The figure is a block diagram showing a conventional circuit, and FIG. 11 is a waveform diagram of each part in the circuit of FIG. Explanation of symbols of main parts 3.63...Limiter 6...Noise removal circuit 42...Multiplexer 4...Demodulation circuit 64... VCA

Claims (3)

[Claims] (1) An extraction means for extracting a noise component from an input composite video signal, and a limiter for limiting the amplitude of the extracted output of the extraction means, and by subtracting the output signal of the limiter from the input composite video signal. A noise removal circuit configured to remove noise components, the circuit comprising: level detection means for detecting the level of the input composite video signal; and control of the level of the output signal of the limiter according to the detection level of the level detection means.

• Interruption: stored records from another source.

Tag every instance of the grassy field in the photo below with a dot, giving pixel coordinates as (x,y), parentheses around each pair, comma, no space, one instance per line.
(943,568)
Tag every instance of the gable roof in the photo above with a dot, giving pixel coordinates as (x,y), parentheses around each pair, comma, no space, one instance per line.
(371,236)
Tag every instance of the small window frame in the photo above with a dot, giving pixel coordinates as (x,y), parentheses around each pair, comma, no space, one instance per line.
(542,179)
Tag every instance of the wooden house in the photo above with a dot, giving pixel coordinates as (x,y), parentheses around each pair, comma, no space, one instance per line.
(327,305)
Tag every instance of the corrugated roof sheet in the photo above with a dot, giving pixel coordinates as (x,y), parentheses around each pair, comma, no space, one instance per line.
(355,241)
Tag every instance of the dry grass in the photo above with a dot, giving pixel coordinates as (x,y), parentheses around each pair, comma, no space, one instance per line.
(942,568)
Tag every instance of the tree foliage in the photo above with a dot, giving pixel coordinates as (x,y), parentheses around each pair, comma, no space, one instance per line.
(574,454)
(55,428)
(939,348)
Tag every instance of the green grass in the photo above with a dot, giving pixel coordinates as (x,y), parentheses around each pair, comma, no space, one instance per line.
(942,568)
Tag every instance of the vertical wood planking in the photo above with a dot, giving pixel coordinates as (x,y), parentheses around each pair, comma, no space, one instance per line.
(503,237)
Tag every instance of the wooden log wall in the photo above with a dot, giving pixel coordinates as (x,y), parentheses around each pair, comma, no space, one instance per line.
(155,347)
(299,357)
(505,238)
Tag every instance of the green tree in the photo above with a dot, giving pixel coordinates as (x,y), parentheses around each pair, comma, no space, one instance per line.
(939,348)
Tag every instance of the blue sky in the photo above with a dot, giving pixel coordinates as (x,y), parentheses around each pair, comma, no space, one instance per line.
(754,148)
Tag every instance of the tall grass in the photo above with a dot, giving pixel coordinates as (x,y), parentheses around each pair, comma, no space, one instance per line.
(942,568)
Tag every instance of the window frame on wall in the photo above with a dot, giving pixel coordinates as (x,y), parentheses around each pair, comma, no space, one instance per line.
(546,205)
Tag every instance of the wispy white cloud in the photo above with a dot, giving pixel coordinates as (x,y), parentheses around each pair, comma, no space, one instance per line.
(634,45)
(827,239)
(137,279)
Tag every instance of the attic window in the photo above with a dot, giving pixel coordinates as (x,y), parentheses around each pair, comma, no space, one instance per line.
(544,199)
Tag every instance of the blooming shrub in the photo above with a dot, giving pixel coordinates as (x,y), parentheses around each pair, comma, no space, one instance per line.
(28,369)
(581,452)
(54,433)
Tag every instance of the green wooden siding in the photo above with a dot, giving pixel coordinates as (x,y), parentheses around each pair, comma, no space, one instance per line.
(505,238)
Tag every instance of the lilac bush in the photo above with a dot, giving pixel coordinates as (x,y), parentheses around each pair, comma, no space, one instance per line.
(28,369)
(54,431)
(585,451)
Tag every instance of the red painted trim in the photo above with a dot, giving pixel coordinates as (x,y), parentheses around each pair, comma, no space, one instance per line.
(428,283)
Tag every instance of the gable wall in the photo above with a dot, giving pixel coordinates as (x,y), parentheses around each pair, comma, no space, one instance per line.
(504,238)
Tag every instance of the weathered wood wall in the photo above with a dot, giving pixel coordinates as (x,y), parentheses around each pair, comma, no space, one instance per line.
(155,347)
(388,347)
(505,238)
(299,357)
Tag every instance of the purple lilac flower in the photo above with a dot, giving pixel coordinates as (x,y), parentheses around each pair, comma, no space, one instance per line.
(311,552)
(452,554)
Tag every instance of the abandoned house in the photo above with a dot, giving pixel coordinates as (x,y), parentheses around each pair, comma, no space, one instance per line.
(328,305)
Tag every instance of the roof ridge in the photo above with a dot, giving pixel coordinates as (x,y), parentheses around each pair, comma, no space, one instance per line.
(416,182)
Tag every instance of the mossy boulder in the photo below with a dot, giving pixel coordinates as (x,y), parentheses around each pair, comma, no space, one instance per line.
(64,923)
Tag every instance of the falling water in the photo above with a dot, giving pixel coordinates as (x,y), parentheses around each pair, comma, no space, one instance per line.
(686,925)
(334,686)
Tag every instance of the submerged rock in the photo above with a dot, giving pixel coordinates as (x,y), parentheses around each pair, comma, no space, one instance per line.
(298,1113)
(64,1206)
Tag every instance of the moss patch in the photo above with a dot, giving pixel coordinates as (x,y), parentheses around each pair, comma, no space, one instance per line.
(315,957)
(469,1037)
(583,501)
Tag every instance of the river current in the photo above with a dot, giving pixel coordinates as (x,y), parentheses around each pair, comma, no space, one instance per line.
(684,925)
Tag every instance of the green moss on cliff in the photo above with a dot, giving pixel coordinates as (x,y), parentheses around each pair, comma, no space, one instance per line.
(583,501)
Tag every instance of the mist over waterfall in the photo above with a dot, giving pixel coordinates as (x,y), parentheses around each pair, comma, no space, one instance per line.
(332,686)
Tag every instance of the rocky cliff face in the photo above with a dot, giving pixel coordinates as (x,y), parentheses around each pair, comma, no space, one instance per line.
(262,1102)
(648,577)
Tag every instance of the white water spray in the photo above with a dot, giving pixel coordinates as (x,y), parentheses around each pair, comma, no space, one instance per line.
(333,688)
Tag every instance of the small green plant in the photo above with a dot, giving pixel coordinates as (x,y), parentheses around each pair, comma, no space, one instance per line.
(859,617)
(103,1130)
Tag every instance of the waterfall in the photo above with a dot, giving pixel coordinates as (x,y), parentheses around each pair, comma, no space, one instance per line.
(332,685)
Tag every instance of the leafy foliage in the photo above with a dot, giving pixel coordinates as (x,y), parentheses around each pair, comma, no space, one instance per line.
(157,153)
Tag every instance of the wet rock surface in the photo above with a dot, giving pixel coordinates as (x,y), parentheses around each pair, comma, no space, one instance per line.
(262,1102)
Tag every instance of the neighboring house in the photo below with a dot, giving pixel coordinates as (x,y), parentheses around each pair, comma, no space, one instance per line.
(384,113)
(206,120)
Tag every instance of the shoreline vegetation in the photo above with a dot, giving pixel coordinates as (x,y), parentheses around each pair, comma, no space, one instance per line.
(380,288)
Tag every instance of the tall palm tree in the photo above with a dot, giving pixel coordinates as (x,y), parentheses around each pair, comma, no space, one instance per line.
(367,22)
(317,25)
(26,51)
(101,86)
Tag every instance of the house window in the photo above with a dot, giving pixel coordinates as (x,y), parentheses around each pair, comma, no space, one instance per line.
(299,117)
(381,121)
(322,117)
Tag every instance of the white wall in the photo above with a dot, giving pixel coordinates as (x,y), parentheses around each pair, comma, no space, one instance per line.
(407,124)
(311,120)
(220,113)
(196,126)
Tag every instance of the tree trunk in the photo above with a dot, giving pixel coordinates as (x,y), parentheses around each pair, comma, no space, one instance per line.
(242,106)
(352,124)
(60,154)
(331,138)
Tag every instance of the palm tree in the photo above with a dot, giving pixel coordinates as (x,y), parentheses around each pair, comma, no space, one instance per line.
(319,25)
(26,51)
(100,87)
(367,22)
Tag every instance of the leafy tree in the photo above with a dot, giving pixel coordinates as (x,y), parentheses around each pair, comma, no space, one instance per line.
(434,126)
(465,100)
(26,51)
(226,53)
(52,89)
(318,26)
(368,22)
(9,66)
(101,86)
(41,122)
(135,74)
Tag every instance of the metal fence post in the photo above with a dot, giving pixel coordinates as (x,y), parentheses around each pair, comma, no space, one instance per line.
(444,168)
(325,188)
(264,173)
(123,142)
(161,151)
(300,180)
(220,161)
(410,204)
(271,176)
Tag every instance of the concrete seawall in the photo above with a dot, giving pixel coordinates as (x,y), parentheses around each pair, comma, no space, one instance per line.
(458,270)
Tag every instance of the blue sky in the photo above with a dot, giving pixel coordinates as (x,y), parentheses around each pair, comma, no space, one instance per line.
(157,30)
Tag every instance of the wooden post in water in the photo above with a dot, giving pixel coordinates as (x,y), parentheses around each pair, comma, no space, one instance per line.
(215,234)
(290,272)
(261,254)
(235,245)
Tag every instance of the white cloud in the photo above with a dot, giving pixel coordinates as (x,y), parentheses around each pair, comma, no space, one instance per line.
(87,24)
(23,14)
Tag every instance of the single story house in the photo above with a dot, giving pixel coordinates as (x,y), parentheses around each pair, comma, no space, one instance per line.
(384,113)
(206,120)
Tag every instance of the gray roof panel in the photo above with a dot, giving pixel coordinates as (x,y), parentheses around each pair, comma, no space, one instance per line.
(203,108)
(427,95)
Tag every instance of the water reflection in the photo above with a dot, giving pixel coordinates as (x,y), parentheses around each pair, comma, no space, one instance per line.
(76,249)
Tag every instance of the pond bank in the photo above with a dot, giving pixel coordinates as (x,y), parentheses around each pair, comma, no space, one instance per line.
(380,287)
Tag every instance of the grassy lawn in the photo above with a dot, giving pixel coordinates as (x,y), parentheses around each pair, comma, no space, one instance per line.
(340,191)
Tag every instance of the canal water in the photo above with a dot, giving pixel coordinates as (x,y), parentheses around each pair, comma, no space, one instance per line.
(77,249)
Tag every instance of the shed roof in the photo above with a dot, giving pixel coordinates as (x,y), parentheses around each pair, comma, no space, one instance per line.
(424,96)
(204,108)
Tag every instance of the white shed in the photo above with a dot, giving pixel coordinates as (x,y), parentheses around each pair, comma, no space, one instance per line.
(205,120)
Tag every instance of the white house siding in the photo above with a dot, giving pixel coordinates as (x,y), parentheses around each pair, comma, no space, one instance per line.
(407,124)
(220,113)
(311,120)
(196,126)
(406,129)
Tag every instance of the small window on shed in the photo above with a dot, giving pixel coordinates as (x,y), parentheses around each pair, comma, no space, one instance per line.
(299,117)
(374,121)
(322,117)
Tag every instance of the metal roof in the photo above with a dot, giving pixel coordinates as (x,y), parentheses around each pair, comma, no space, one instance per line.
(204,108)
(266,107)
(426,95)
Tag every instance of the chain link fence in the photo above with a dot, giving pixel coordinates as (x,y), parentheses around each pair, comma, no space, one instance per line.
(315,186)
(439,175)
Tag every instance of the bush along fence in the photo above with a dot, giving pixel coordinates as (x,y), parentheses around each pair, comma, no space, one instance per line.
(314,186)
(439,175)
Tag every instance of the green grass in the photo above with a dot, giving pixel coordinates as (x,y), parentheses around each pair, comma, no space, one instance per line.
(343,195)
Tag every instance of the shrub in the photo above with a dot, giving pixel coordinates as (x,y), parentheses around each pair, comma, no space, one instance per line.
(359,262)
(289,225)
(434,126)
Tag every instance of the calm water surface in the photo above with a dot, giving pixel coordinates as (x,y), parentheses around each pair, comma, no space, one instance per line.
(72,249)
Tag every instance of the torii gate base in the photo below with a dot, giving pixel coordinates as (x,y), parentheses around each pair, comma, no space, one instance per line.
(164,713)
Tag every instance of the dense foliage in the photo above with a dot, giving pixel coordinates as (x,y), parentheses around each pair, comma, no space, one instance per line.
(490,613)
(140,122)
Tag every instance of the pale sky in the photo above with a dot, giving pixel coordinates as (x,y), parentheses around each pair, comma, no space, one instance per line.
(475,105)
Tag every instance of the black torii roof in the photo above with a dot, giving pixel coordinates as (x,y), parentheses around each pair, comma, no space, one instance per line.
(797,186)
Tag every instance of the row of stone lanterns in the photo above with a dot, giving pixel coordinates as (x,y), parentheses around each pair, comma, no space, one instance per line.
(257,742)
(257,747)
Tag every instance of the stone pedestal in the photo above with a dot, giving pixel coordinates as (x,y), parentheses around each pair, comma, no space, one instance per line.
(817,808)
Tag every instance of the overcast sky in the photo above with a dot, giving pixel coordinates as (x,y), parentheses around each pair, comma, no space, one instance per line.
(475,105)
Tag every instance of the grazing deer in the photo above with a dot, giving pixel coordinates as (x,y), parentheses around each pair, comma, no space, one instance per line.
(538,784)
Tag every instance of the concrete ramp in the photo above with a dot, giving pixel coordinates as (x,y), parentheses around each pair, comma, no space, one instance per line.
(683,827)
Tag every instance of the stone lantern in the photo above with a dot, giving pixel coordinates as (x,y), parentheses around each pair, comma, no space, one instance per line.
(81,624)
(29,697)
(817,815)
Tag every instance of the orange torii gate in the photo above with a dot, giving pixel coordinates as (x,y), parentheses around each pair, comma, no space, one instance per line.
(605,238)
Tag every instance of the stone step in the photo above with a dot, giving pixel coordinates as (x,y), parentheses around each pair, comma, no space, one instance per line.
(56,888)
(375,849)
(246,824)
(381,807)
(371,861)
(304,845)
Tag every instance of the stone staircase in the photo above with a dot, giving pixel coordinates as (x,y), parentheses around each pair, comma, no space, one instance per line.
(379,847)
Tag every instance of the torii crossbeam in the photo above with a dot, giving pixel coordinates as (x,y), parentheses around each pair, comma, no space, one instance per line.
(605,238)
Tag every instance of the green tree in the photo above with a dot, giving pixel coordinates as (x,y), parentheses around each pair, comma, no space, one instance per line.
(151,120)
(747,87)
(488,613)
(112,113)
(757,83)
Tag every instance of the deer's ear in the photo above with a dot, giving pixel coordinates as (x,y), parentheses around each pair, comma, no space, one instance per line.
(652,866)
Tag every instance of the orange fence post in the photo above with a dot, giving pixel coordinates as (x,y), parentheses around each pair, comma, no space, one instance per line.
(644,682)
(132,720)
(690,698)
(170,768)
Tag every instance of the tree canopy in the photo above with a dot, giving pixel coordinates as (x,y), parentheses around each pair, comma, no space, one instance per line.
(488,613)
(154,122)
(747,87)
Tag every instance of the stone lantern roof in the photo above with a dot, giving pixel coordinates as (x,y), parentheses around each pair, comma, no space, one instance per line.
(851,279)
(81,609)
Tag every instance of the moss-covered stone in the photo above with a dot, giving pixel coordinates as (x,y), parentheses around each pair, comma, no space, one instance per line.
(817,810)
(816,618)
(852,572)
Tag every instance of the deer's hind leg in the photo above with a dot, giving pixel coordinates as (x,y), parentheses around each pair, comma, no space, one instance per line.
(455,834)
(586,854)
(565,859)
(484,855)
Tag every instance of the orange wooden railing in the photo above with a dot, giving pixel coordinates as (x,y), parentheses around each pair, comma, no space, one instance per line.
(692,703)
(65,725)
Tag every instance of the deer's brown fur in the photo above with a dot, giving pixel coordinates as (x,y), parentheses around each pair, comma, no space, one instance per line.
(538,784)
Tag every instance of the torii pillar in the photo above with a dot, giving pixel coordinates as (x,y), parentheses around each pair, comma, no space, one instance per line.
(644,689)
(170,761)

What is claimed is: 1. A noise removal circuit comprising: level control means for controlling the noise level; (2) A noise removal circuit characterized in that the level control means includes a variable gain amplifier provided after the limiter and whose gain changes according to the detection level. (3) The noise removal circuit, wherein the level control means includes the limiter, and the limit width of the limiter changes depending on the detection level.